Kyle Decoteau, 22, was shot and killed in Bedford-Stuyvesant in the early hours of July 20, 2011.

His death and its aftermath, which saw a wave of anti-crime sentiment ripple through the neighborhood, highlighted two facts about Bed-Stuy: though safer than in the past, it’s still plagued by crime; and its residents are fed up with the plague.

“It is time for community members to speak out,” said Kurtis Miller, who tutored Decoteau in math, reading, and writing for six years. “Criminals need to be made to understand that their actions have an effect on people, and themselves as well, in time.”

Bed-Stuy’s reputation as a dangerous neighborhood had even seeped into pop culture. Billy Joel’s 1980 single “You May Be Right” used the phrase “I walked through Bedford-Stuy alone” as evidence against the singer’s own sanity. Jay-Z, who grew up in Bed-Stuy’s famous Marcy Houses, raps about rising from the mean streets of Brooklyn to superstardom, “from Marcy to Madison Square.”

NYPD crime statistics corroborated the gist of the performers’ words and the reality of Bed Stuy’s violent past. There were 120 murders in 1990 in the neighborhood, which is comprised of the 79th and 81st precincts. There were also 3,886 robberies—more than ten per day.

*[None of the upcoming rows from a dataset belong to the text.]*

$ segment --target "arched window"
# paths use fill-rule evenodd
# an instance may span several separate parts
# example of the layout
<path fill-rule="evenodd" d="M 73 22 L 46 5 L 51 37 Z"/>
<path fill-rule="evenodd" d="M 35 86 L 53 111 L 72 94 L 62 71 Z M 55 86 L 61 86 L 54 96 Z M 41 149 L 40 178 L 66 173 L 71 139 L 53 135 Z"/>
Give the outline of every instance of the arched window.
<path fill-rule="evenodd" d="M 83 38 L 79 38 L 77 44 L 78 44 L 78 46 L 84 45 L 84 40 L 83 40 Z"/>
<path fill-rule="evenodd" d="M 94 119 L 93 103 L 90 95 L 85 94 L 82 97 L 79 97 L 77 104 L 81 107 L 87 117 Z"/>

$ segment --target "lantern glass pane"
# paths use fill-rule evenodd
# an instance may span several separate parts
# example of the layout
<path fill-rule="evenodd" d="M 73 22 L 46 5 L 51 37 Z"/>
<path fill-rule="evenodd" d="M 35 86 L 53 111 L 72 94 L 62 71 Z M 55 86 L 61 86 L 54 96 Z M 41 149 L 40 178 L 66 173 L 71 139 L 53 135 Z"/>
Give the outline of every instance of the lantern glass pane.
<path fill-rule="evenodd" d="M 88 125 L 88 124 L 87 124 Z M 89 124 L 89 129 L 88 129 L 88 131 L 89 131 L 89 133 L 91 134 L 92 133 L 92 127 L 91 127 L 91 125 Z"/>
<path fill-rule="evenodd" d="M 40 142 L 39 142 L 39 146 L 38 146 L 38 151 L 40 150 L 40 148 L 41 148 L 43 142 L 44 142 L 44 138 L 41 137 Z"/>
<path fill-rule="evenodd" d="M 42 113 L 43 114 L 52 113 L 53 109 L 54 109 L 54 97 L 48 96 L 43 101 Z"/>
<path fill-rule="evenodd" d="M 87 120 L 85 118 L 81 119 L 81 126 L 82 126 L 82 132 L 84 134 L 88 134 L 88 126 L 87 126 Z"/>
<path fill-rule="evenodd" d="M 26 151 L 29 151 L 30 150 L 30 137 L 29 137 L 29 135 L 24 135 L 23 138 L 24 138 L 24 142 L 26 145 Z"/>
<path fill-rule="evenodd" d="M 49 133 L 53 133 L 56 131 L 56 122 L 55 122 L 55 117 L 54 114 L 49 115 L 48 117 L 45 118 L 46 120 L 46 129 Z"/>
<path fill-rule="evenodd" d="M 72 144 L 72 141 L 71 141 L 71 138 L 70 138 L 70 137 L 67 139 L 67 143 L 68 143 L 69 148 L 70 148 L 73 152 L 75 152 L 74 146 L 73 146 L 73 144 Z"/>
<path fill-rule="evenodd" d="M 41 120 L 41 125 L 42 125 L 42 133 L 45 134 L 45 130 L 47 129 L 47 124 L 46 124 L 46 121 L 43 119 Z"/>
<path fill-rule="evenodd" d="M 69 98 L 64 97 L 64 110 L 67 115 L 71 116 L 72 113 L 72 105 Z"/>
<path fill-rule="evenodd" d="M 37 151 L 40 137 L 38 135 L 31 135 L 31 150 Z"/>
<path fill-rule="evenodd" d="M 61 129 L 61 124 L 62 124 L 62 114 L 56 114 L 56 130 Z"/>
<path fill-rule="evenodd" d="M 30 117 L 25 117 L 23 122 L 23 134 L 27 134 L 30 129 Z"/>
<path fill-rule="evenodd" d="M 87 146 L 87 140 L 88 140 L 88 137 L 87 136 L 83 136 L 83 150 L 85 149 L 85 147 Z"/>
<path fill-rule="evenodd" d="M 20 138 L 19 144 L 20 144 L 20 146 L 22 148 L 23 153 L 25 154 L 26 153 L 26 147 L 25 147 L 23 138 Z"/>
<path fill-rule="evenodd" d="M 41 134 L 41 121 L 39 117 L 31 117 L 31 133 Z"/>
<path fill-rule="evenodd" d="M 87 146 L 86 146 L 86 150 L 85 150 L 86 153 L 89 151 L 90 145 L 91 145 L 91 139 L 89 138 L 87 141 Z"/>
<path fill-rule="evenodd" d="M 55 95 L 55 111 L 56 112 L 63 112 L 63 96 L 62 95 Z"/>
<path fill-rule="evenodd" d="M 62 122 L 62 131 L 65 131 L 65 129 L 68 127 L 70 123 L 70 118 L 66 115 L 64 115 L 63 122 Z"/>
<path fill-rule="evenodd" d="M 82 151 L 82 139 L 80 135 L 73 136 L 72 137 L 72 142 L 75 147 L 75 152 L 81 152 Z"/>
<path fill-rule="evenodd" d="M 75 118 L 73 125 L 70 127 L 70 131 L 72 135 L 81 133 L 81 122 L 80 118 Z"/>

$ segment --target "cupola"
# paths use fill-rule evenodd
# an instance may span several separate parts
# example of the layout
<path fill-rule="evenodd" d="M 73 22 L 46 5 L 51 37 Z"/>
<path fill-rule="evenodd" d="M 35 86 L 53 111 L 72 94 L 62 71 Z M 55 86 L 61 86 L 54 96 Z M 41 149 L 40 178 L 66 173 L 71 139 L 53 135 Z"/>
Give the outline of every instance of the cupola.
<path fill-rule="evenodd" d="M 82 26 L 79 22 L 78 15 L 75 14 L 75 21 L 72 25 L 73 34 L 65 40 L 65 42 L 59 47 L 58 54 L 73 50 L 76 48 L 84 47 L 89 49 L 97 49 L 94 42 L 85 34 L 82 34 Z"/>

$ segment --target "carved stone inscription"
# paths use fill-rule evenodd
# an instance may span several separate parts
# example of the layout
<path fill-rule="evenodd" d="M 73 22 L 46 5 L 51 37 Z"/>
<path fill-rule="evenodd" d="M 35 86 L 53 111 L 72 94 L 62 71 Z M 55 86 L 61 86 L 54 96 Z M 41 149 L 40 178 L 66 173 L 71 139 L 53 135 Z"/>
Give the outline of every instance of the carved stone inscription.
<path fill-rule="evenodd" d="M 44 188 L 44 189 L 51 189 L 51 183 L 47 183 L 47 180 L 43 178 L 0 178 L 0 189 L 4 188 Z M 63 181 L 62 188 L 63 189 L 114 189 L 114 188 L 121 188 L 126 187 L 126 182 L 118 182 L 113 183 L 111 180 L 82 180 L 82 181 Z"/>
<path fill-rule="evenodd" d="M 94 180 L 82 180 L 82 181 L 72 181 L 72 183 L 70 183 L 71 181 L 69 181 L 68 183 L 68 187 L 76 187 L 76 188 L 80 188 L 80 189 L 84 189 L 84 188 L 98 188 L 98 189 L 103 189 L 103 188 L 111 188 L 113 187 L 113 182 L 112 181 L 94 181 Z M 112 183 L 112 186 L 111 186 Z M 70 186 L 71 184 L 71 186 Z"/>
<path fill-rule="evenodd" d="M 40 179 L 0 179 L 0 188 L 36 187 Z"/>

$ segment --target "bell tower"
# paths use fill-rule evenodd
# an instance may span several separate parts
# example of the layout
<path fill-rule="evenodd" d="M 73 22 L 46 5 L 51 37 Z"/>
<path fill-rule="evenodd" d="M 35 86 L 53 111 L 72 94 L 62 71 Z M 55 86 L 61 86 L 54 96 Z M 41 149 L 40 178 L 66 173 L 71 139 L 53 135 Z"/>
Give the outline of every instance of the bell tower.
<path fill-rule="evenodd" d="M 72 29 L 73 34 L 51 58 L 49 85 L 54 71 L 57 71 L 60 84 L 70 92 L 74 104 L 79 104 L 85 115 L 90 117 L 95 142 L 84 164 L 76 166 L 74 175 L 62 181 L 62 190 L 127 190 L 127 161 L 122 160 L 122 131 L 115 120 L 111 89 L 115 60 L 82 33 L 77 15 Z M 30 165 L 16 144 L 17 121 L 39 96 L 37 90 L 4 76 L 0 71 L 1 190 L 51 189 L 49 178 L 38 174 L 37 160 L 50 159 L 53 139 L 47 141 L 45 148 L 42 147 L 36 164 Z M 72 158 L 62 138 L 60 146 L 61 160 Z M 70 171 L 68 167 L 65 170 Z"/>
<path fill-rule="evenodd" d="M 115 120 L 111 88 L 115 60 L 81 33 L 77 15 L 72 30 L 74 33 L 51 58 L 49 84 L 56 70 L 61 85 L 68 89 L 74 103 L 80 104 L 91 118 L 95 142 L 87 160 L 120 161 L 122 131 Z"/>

But over the course of the next decade, crime rates fell dramatically. In 2001, Bed-Stuy’s precincts reported 43 murders and 1,046 robberies. Between 1990 and 2001, total instances of the “seven major felonies”—murder, rape, robbery, felony assault, burglary, grand larceny, and grand larceny auto—fell by 66 percent.

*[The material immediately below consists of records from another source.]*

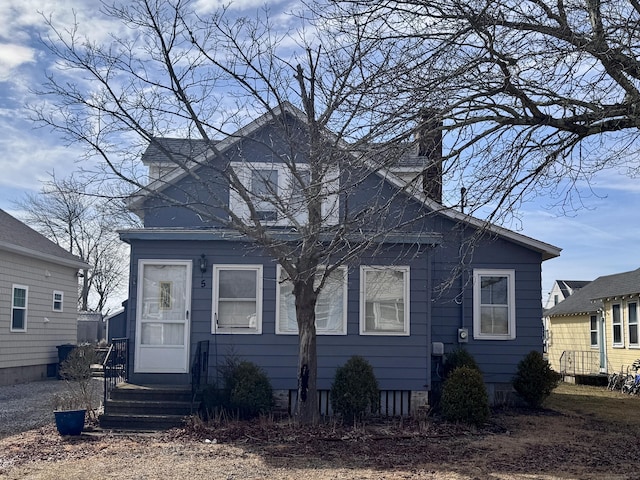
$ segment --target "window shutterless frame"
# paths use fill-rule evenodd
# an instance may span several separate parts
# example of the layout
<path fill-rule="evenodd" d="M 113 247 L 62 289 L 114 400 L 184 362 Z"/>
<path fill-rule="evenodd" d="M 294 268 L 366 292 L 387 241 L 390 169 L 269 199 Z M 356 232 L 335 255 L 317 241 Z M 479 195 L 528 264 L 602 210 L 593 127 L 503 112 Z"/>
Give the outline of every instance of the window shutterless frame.
<path fill-rule="evenodd" d="M 213 334 L 262 333 L 262 265 L 213 266 Z"/>
<path fill-rule="evenodd" d="M 613 346 L 624 347 L 624 331 L 622 328 L 622 305 L 614 303 L 611 305 L 611 338 Z"/>
<path fill-rule="evenodd" d="M 637 348 L 640 346 L 638 341 L 638 302 L 627 302 L 627 338 L 629 339 L 629 347 Z"/>
<path fill-rule="evenodd" d="M 322 271 L 318 275 L 322 275 Z M 278 265 L 276 282 L 276 334 L 297 335 L 293 285 L 284 269 Z M 316 285 L 319 279 L 316 278 Z M 331 272 L 316 302 L 316 333 L 318 335 L 347 334 L 347 268 Z"/>
<path fill-rule="evenodd" d="M 473 271 L 473 338 L 516 338 L 515 270 Z"/>
<path fill-rule="evenodd" d="M 27 307 L 29 305 L 29 287 L 13 285 L 11 288 L 11 332 L 27 331 Z"/>
<path fill-rule="evenodd" d="M 360 267 L 360 335 L 408 336 L 408 266 Z"/>
<path fill-rule="evenodd" d="M 54 312 L 62 312 L 64 305 L 64 292 L 54 290 L 52 302 L 51 310 Z"/>

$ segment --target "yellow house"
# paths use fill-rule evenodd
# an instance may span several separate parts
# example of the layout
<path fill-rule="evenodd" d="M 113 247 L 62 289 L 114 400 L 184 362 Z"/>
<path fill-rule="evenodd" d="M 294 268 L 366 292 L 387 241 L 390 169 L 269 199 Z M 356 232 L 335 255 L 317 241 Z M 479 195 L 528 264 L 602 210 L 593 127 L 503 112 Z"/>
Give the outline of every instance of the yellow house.
<path fill-rule="evenodd" d="M 580 377 L 630 370 L 640 358 L 640 269 L 599 277 L 545 311 L 551 367 Z"/>

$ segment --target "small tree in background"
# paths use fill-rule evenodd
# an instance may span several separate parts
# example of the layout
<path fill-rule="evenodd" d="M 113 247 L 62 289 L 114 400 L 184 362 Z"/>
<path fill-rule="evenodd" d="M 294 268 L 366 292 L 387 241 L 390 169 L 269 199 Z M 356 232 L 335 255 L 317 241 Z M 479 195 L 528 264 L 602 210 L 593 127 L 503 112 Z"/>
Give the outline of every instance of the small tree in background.
<path fill-rule="evenodd" d="M 331 407 L 349 424 L 377 410 L 380 402 L 373 367 L 364 358 L 351 357 L 336 370 L 331 385 Z"/>
<path fill-rule="evenodd" d="M 61 404 L 61 409 L 85 409 L 89 420 L 97 419 L 94 407 L 97 385 L 91 372 L 91 365 L 96 363 L 99 359 L 93 345 L 80 345 L 69 352 L 60 365 L 60 377 L 69 390 L 67 406 Z"/>
<path fill-rule="evenodd" d="M 562 377 L 554 372 L 542 353 L 532 350 L 518 363 L 513 388 L 533 408 L 540 408 Z"/>

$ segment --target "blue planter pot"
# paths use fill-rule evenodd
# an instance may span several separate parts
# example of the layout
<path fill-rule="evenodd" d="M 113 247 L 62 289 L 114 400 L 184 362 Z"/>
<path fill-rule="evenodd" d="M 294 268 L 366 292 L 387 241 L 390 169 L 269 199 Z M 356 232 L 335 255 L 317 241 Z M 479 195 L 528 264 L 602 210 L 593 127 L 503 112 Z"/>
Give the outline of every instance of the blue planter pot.
<path fill-rule="evenodd" d="M 53 412 L 60 435 L 80 435 L 84 429 L 86 410 L 61 410 Z"/>

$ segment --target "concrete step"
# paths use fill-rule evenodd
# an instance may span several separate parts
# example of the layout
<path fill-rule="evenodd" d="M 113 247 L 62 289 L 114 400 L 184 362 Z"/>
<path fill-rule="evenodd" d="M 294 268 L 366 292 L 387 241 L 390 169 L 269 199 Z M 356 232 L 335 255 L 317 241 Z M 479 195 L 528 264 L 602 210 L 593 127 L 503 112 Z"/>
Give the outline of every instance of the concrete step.
<path fill-rule="evenodd" d="M 184 415 L 132 415 L 104 413 L 100 415 L 100 428 L 104 430 L 168 430 L 184 423 Z"/>
<path fill-rule="evenodd" d="M 196 405 L 197 408 L 197 405 Z M 145 415 L 190 415 L 191 402 L 184 401 L 145 401 L 145 400 L 108 400 L 105 408 L 109 413 L 145 414 Z"/>
<path fill-rule="evenodd" d="M 122 384 L 111 391 L 112 400 L 145 402 L 191 402 L 191 388 Z"/>
<path fill-rule="evenodd" d="M 165 430 L 180 426 L 197 412 L 189 386 L 133 385 L 124 383 L 111 391 L 104 404 L 100 426 L 110 430 Z"/>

Ten years later, crime rates are hovering in an uneasy spot: much lower than in the 90’s and still declining, but still too high. Last year, there were 29 murders in the neighborhood. That was enough to give Bed-Stuy, with a population of 161,290, an intentional homicide rate of nearly 18 per 100,000 residents, almost four times the national rate of 4.8 per 100,000, according to FBI statistics.

The rate is more or less on track to remain the same in 2011.

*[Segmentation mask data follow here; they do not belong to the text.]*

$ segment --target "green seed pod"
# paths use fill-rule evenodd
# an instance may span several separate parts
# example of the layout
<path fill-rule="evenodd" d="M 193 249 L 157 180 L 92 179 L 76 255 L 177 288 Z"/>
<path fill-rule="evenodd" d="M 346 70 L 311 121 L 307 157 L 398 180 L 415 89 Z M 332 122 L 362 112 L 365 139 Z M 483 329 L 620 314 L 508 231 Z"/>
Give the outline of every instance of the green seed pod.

According to Kim Best, president of the 79th Precinct Community Council and chairperson of Bed-Stuy’s Civic Safety Committee, community concern has been a key factor in the fight against crime.

“It’s very important that the community has taken safety into their own hands,” she said.“The NYPD can’t be everywhere: they can’t put a police officer on every block.”

One way that has been effective has been the establishment of action groups and block associations.

“I oversee more than 200 block associations,” she said. “At night on streets where a lot of crime happens, we have block watches. Certain people will be assigned to monitor the block at night, usually from inside their home. And if anything happens, they have the police on the phone right away.”

According to Best, the number of block associations in the area has grown dramatically since she first became involved with the Civic Safety Committee a decade ago.

Still, 23 people have been killed in Bed-Stuy this year.

One of them was Kyle Decoteau, shot twice on a stoop while trying to cool off on a hot summer night.In the wake of his death, his friends and family set out to galvanize the people of Bed-Stuy.

Ann Decoteau, Kyle’s mother, founded a nonprofit public charity, the Kyle Decoteau Foundation, in the aftermath of her son’s death. It represents just the sort of community-born resistance to crime that Best described as crucial.

The group organizes rallies and is raising money to provide counseling for kids and young men that have participated in or fallen victim to gang-related crime. At a march against violence organized by the foundation and held on Nov. 25, members of Kyle’s family, his friends, and people who had never met him walked through Bed-Stuy, shouting and chanting, their intolerance for crime on full and powerful display.

Decoteau’s tutor, Kurtis Miller, was also moved by his former pupil’s death. He wrote an open letter to the community, published in late August by local media outlets, pleading for peace and sensibility.

“Peace,” he wrote, “is a spiritual rest from within us, an unexplainable feeling far from our own conscious understanding that conquers the very circumstances which cause us to treat one another unkindly.”

Miller is no stranger to people treating each other unkindly. His brother was murdered in Harlem in 1996. He now considers it his duty to use his intimate knowledge of loss and tragedy as a weapon against crime.

“It’s too late for Kyle,” he says. “But there will be so many more like him if we [community members] don’t speak up.”